On the up side I have read that we lefties are more artistic because for some reason we use both sides of our brain when performing a task. This could also answer how left handed people are quietly taking over. Was it not a left handed drunken sailor that kept his wine stash on the left side of his boat therefore making all the right handed people refer to the left side of any boat as the port side? Then there was the left handed, practical joking English traffic cop who made everybody drive on the left side of the road. What about Cupid, he was left handed and that is why we display our love with a ring on the third finger of our left hand. 
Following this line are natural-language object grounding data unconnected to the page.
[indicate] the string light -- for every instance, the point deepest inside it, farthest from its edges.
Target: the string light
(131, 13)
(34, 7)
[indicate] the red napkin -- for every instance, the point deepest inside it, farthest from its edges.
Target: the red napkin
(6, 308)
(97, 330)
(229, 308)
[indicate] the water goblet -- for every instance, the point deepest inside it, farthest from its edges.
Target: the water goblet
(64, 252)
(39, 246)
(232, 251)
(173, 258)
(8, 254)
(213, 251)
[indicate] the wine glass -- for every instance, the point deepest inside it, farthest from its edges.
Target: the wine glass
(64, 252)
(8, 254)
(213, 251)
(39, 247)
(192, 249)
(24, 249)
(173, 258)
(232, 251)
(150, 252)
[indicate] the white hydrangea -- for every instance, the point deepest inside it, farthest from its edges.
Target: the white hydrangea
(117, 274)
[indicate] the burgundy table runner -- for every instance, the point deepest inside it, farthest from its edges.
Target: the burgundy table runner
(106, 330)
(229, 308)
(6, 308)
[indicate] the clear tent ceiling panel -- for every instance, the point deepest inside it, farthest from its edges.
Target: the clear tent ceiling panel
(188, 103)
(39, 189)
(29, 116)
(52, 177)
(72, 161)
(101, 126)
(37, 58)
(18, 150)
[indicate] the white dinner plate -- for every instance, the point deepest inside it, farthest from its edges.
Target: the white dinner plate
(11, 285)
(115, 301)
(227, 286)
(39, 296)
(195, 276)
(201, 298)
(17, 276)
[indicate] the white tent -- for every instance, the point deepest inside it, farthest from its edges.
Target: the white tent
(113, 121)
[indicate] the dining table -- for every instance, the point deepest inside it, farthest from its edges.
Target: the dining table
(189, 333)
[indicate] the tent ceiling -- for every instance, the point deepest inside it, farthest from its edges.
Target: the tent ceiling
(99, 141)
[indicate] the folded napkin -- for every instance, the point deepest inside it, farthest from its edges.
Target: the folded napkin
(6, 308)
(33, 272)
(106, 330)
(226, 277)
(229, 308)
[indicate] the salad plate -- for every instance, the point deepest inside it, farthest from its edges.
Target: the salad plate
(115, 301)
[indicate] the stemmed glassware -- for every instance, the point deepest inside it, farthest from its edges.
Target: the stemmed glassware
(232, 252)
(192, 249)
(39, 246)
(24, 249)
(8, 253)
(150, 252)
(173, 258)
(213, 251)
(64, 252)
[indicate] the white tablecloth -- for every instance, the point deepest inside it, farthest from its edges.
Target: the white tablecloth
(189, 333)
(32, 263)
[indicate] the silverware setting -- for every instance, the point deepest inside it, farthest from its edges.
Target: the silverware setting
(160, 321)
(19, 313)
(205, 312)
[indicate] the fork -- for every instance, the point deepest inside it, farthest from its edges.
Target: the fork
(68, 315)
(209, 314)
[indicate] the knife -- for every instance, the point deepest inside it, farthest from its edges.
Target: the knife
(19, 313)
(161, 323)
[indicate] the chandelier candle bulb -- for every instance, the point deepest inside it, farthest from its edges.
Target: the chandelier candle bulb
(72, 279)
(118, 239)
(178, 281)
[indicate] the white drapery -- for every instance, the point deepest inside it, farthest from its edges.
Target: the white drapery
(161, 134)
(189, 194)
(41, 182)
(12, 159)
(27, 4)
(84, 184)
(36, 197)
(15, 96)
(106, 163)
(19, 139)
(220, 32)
My father saw I was “Disadvantaged” with me being left handed. He did his best to teach me how to throw, catch, and kick a ball right handed. He also taught me to golf right handed. Not just because he loved me, which he did, or because he thought I was a freak of nature. No, he knew I was growing up left handed and figured he had to do something to change that because my father if nothing else was cheap. You see left handed sports equipment cost two or three times what right handed equipment cost. Dad wanted me to play sports. So I had to become a right handed sports person. Mom on the other hand didn’t care one way or the other about her cooking or which hand I used. Truth is I never knew how disadvantaged I was until one day I walked into a Lefty Shop. Everything in the store was for left handed people. I suddenly realized there were other people left out like me. On that very day I learned for the very first time in my life that I could cut a piece of paper with a pair of scissors. You think a butter knife was hard for me, you should see me with a pair of scissors. The rule was if I couldn’t cut it with a razor knife it didn’t get cut. The Lefty Shop had left handed scissors. Can you imagine that? Somebody actually made not only scissors but also lots of other things just for me to use and not feel like I was a spastic or retarded. They even had a left handed butter knife.
 
However we left handed people are adaptable and there seems to be more and more of us out there now. Why even the President is left handed. So all you righties out there had better not get left out. However remember as underhanded as you try to get you can never change sides. Ask any politician who has tried it.